The phenomenon of over choice occurs when many equivalent choices are available.
Making a decision becomes overwhelming due to the many potential outcomes and risks that may result from making the wrong choice.
And no organization or individual has endless resources or endless time to simultaneously focus on all the options – prioritization becomes important.
But to make a choice from many approximately equally good options is mentally draining because each option must be weighed against alternatives to select the best one.
But sometimes we’re not left with no choice , we have to zero down one or limited number of options from many.
“It is not a daily increase, but a daily decrease. Hack away at the inessentials.”
Here’s a very simple model that can help you to achieve this goal, a model that is very simple to come out of complex choices.
ICE Scoring Model & How To Use It ?
Popularized by Sean Ellis, this model helps you to prioritize options, features, initiatives or action items.
There are 3 variables to the ICE framework:
In this framework, each of the options is weighed on these 3 parameters.
You write down all the options and try to score each of these terms for every option on a scale of 1-10, with ten being the highest.
How impactful it would be for your business or your own personal growth -likely potential gain from the option if it succeeds.
What is the confidence level of yours or yours team whether this would succeed or not
The degree of complexity involved!
Whether you or your team/organization has enough resources, funds, time and talent to undertake this task to make it successful?
Or if it is going to very highly impactful, are you ready to hire talent, borrow money or ready to shed some other project to devote time to this option?
Once you’ve ranked all the available options/choices/projects on ICE Framework , you can easily make a winning choice based on final scoring of each option/action-item.
And if you wish you can test the final winning option in context of Cobra Effect to make it more formidable.
Who Can Use It?
ICE Scoring is best used for relative prioritization-if you are considering a few contenders (ideas/projects/action-items/features), it’s a great way to pick a winner.

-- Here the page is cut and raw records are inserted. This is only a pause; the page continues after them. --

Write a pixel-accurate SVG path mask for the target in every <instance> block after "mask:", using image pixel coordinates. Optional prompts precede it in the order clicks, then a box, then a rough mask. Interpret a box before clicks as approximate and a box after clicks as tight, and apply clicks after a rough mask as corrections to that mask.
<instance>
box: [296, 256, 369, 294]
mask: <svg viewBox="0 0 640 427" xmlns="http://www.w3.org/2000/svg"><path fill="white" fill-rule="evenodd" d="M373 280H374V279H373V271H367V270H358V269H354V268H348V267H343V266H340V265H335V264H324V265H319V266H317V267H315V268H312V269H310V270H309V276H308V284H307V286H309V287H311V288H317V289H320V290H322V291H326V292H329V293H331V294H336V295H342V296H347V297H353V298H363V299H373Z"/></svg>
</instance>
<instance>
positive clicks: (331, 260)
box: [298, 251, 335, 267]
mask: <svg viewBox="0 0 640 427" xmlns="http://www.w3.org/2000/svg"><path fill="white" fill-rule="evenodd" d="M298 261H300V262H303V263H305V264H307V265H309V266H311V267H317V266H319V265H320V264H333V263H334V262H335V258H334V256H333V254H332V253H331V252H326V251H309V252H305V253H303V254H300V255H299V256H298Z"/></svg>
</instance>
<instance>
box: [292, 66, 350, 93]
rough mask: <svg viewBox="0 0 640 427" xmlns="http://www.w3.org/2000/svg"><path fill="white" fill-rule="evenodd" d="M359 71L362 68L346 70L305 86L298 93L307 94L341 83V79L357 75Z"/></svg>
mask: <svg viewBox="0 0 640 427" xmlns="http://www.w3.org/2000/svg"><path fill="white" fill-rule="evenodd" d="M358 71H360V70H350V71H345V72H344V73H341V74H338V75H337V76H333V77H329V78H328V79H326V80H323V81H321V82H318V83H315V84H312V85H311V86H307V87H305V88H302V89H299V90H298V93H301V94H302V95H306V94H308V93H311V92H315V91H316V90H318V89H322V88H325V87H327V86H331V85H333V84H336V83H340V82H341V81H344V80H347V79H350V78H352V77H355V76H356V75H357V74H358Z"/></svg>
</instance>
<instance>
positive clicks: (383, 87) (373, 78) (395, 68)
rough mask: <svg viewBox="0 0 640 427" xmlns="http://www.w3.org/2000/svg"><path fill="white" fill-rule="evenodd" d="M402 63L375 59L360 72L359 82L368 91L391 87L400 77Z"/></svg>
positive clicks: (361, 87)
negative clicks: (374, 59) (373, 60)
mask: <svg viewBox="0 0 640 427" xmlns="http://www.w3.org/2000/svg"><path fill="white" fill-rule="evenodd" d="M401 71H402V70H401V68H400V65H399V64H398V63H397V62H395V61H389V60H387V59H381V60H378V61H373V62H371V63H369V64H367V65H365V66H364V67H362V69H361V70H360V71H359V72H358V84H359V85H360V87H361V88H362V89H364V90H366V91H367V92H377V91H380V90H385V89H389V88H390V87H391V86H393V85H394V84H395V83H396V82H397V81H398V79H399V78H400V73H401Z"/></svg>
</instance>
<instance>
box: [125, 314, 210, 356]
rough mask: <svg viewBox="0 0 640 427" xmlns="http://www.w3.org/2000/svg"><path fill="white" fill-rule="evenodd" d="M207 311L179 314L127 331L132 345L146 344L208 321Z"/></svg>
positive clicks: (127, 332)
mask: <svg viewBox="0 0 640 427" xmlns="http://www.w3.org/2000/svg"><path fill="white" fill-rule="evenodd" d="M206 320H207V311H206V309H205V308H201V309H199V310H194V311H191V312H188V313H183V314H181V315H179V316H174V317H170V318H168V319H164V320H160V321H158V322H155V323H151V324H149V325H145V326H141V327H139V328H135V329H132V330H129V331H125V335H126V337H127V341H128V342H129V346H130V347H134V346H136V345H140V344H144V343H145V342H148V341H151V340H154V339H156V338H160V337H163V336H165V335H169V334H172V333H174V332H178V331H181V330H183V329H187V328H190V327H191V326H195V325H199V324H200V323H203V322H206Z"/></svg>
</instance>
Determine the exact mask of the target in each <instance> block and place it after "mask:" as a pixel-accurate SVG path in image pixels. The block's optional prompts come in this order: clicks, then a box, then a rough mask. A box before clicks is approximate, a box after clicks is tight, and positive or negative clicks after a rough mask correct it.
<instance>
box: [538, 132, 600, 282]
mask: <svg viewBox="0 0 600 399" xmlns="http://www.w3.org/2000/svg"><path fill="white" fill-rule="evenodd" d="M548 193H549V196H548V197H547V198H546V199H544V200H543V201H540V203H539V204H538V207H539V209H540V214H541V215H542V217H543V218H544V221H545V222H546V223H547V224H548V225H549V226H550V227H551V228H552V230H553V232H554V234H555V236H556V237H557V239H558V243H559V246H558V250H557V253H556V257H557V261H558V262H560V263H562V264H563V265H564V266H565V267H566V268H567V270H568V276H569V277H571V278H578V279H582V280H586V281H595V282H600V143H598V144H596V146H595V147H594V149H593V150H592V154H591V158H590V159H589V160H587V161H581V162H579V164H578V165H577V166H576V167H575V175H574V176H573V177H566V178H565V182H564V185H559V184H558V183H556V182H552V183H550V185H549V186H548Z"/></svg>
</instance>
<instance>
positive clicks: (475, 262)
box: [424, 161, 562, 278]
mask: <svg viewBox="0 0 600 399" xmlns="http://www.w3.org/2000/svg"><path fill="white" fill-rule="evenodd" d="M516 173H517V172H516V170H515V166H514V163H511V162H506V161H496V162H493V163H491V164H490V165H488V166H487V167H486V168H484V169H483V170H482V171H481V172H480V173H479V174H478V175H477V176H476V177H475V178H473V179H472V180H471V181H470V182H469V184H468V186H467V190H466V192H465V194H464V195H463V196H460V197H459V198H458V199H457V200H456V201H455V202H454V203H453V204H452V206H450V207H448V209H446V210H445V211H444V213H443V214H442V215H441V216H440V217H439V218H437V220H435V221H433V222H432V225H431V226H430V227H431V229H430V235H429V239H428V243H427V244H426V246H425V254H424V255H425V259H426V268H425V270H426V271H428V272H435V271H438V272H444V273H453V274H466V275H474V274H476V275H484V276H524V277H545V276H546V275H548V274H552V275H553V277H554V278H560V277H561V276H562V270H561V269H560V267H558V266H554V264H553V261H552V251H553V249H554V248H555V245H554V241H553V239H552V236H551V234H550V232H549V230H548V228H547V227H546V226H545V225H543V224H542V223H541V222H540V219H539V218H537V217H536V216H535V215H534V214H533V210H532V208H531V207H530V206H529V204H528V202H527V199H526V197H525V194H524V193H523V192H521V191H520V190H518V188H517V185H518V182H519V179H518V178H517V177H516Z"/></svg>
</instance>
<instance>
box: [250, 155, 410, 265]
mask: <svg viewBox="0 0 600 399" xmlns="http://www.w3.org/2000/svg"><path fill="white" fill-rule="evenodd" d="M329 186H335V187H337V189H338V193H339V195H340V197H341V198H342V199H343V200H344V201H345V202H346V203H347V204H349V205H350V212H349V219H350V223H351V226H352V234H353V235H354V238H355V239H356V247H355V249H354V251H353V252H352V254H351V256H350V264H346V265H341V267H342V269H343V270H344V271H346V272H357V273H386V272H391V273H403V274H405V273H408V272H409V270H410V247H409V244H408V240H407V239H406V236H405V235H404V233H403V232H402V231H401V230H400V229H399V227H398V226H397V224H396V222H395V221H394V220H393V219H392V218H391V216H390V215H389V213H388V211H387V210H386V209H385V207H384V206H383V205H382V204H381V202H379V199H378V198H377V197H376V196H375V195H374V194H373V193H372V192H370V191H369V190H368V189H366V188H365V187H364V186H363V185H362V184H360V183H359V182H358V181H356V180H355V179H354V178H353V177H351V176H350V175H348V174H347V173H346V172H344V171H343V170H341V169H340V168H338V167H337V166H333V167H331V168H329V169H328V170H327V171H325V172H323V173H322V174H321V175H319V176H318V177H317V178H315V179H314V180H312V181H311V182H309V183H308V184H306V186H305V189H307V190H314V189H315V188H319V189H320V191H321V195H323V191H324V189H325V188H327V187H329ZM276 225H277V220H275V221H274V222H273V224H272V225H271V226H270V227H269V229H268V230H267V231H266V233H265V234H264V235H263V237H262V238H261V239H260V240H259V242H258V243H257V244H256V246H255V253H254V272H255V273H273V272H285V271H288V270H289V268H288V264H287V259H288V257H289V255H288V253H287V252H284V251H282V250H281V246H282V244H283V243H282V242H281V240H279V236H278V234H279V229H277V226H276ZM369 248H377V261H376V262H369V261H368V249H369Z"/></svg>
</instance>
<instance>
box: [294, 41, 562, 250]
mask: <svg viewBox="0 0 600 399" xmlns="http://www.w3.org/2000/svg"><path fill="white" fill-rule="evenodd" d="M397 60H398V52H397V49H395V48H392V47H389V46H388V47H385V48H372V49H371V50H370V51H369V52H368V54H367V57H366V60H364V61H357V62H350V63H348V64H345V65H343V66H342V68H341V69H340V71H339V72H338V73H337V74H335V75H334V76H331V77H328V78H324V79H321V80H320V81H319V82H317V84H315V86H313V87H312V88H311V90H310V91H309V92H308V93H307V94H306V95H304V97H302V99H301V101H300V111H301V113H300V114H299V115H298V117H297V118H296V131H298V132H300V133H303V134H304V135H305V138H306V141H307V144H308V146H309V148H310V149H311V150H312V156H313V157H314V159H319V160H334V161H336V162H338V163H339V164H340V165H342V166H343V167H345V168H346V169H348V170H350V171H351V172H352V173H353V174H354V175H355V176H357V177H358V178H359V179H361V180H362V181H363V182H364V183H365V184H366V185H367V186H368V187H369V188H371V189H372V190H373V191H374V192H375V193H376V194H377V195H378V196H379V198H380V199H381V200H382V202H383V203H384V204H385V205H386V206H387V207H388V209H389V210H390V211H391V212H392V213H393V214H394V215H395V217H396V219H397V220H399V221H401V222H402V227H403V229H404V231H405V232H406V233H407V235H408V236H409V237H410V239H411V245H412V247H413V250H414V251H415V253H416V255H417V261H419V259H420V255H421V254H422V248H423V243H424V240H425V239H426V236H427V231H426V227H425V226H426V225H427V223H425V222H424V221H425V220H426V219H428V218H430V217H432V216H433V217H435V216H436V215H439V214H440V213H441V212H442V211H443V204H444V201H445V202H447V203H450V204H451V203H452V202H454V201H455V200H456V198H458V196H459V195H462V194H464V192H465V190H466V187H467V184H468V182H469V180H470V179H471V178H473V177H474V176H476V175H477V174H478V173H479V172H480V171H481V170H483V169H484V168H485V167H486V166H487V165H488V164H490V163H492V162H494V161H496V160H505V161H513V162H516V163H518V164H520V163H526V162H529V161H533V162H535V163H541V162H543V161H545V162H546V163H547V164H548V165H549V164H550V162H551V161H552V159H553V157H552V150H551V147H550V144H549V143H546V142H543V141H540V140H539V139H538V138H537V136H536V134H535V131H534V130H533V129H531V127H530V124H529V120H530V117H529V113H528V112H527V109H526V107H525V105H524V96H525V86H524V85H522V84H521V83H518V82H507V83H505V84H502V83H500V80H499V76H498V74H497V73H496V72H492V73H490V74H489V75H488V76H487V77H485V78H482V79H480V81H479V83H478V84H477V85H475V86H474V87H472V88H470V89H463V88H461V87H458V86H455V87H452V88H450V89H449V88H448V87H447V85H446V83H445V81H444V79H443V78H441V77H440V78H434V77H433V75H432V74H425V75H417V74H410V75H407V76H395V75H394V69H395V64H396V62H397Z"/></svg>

With the help of this model,leaders can prioritize the important projects in their organizations, managers can decide the funding amount (funding = time/resources/money) for various projects and which of the projects need to be dropped, product-managers can decide which features should be added and brand-managers can decide on the key-marketing campaigns.
It can also help you on individual level – you can choose the most critical items which need your time, where you need to spend money and especially what to ignore.
Precautions & A Likely Pitfall:
A major pitfall of ICE Scoring is that very few people in a team will have enough information to accurately predict all 3 elements of the equation.
Another pitfall is that people who have suggested a particular option may rate it higher on I & C parameters because desires dictate priorities, priorities shape the choices, and choices determine the actions.
You would come across few more critical issues once you start working with this model but if you’re serious , you would become master of it after sometime.